Oh, thank you! The crayfish shed his skin recently. My heart turned over when I saw that skin, thinking he had died. But, then I saw his little claws on the edge of the hidey place we put in for him, so I knew it was just a skin. He is very active, and I've seen him lurking in the greenery, as though he wants to grab the fish, but I think they are too large for him.


----------



## Miniv (Mar 22, 2017)

My husband is now making noises about jazzing up our aquarium with color. He's looking at Ram Cichlids. They're supposed to be okay with Angel Fish and won't bother our two "suckers" at the bottom.

Marsha, Have you named your crayfish yet? I was thinking...Elvis...As in "Blue Suede Shoes".....Yeah, I know it's a stretch....LOL.


----------



## Marsha Cassada (Mar 22, 2017)

Miniv said:


> My husband is now making noises about jazzing up our aquarium with color. He's looking at Ram Cichlids.
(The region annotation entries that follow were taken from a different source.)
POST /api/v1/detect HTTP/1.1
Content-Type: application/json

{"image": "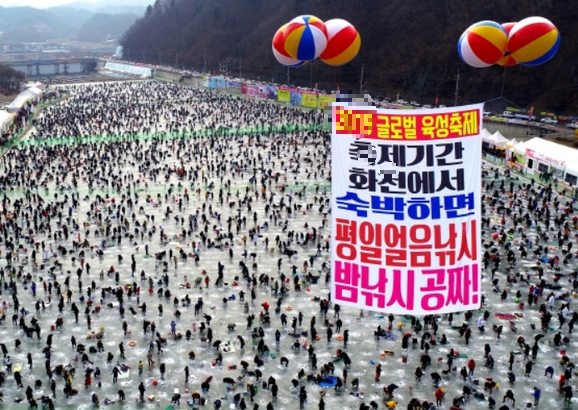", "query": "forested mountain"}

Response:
[121,0,578,112]
[78,13,138,43]
[0,4,143,43]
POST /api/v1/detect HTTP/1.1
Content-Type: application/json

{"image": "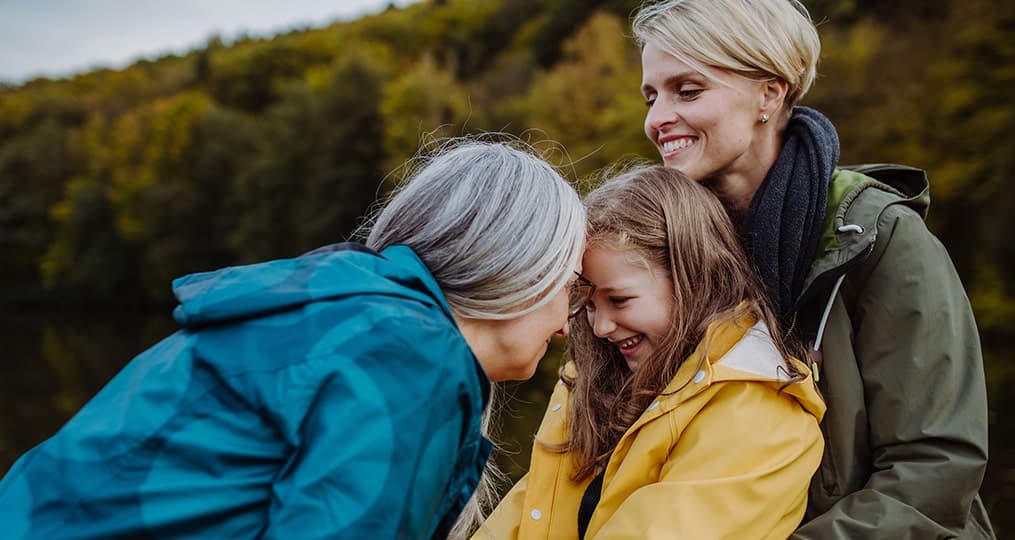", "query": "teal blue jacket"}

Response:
[0,247,490,540]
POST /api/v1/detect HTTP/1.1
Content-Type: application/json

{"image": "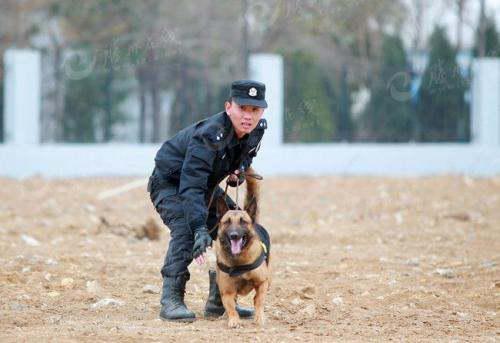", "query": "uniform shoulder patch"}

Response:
[257,118,267,130]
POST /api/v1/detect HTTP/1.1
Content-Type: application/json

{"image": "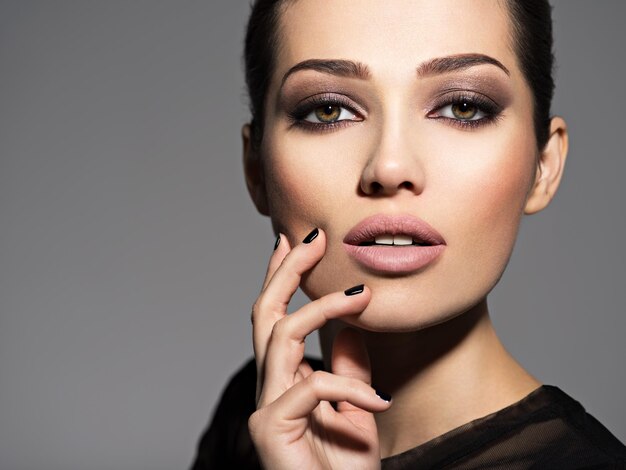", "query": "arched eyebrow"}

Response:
[417,54,511,77]
[280,54,511,88]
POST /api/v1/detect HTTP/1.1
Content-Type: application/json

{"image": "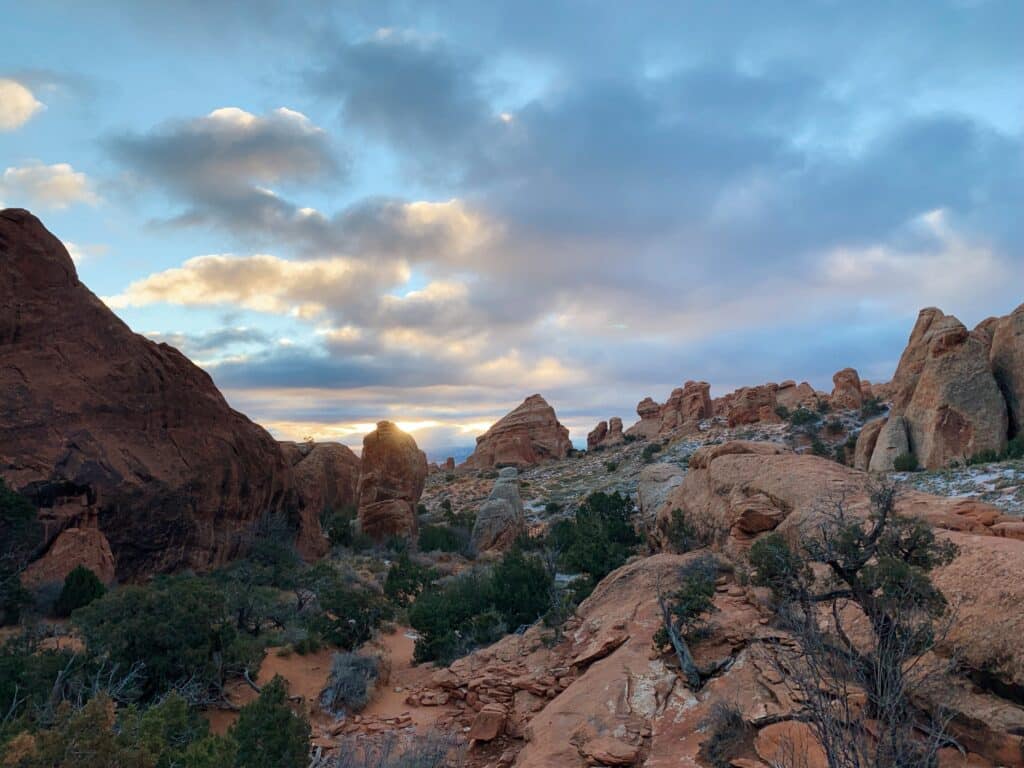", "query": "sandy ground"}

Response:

They're supposed to be okay with Angel Fish and won't bother our two "suckers" at the bottom.
> 
> Marsha, Have you named your crayfish yet? I was thinking...Elvis...As in "Blue Suede Shoes".....Yeah, I know it's a stretch....LOL.


Do you have a recent photo of your setup?

Grand daughter suggested Percy for the crayfish. Elvis and the blue suede shoes is a cool idea.


----------



## Marsha Cassada (Jul 19, 2017)

Where did this gorgeous guy come from? Surely I would have noticed him before. Maybe it had a growth spurt? It is a blue ramshorn. I cleaned the aquarium a couple of weeks ago and changed out the decor. Not sure which one I like better; they are so different.


----------



## frankarmes (Aug 7, 2020)

Bump


----------



## frankarmes (Aug 7, 2020)

Your words are close to me. I think they may suit my taste!


----------



## frankarmes (Aug 14, 2020)

So, I want to continue my words about this. Actually, there are different types of species that are soo interesting. Not so long ago, I've read about bristle worms! They are quite similar to Bobbit worms, with some differences. Personally, I'm a person that likes the fact of the presence of different species. Most of them are quite interesting for me, since I'm a biologist. However, this tip arcreef.com has helped me to understand the meaning of them for a long time ago. However, since then, I'm learning more about species...


----------



## Marsha Cassada (Aug 15, 2020)

frankarmes said:


> So, I want to continue my words about this. Actually, there are different types of species that are soo interesting. Not so long ago, I've read about bristle worms! They are quite similar to Bobbit worms, with some differences. Personally, I'm a person that likes the fact of the presence of different species. Most of them are quite interesting for me, since I'm a biologist. However, this tip arcreef.com has helped me to understand the meaning of them for a long time ago. However, since then, I'm learning more about species...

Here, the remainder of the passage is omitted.